Profoundly moving as well as bitingly funny, The Life to Come reveals how the shadows cast by both the past and the future can transform, distort and undo the present. Travelling from Sydney to Paris and Sri Lanka, this mesmerising novel feels at once firmly classic and exhilaratingly contemporary.

Her Mother's Daughter

Hello! magazine’s April 2018 ‘book of the week’

Set across two decades in London and Ireland, Her Mother’s Daughter sees the lives of a troubled and emotionally abusive mother and her innocent ten-year-old daughter change forever after one summer holiday.

1980: Josephine flees her home in Ireland, hoping never to return. She starts a new, exciting life in London, but as much as she tries, she can’t quite leave the trauma of her childhood behind.

Seventeen years and two children later, Josephine gets a call from her sister to tell her that their mother is dying and wants to see her – a summons she can’t refuse.

1997: Ten-year-old Clare is counting down to the summer holidays, when she is going to meet her grandparents in Ireland for the first time. She hopes this trip will put an end to her mum’s dark moods – and drinking.

But family secrets can’t stay buried forever and following revelations in Ireland, everything starts to unravel. Have Josephine and her daughter passed the point of no return?

Every Note Played

A virtuoso performance by the bestselling author of Still Alice, Lisa Genova delivers a stunning novel of finding harmony amidst the most tragic of situations.

An accomplished concert pianist, Richard has already suffered many losses in his life: the acrimonious divorce from his ex-wife, Karina; the estrangement of his daughter, Grace; and now, a devastating diagnosis. ALS. The relentlessly progressive paralysis of ALS begins in the cruellest way possible – in his hands. As Richard becomes more and more locked inside his body and can no longer play piano or live on his own, Karina steps in as his reluctant caregiver.

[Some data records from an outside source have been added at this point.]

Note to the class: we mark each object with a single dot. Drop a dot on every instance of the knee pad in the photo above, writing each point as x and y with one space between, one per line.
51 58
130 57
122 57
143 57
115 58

Paralysed in a different way, Karina is trapped within a prison of excuses and blame, stuck in an unfulfilling life as an after-school piano teacher, afraid to pursue the path she abandoned as a young woman. As Richard’s muscles, voice and breath fade, the two struggle to reconcile their past before it’s too late.

With a strong musical sensibility and the staggering insight of Jojo Moyes’ Me Before You, Lisa Genova has delivered a masterful exploration of what it means to find yourself within the most shattering of circumstances.

Henry, Himself

Soldier, son, lover, husband, breadwinner, churchgoer, Henry Maxwell has spent his whole life trying to live with honour. A native Pittsburgher and engineer, he’s always believed in logic, sacrifice and hard work. Now, seventy-five and retired, he feels the world has passed him by. It’s 1998, the American century is ending, and nothing is simple any more. His children are distant, their unhappiness a mystery. Only his wife, Emily, and dog, Rufus, stand by him.

Once so confident, as Henry’s strength and memory desert him, he weighs his dreams against his regrets and is left with questions he can’t answer: Is he a good man? Has he done right by the people he loves? And with time running out, what, realistically, can he hope for?

Henry, Himself is a wry, warmhearted portrait of an American original – a man who believes he’s reached a dead end only to discover life is full of surprises.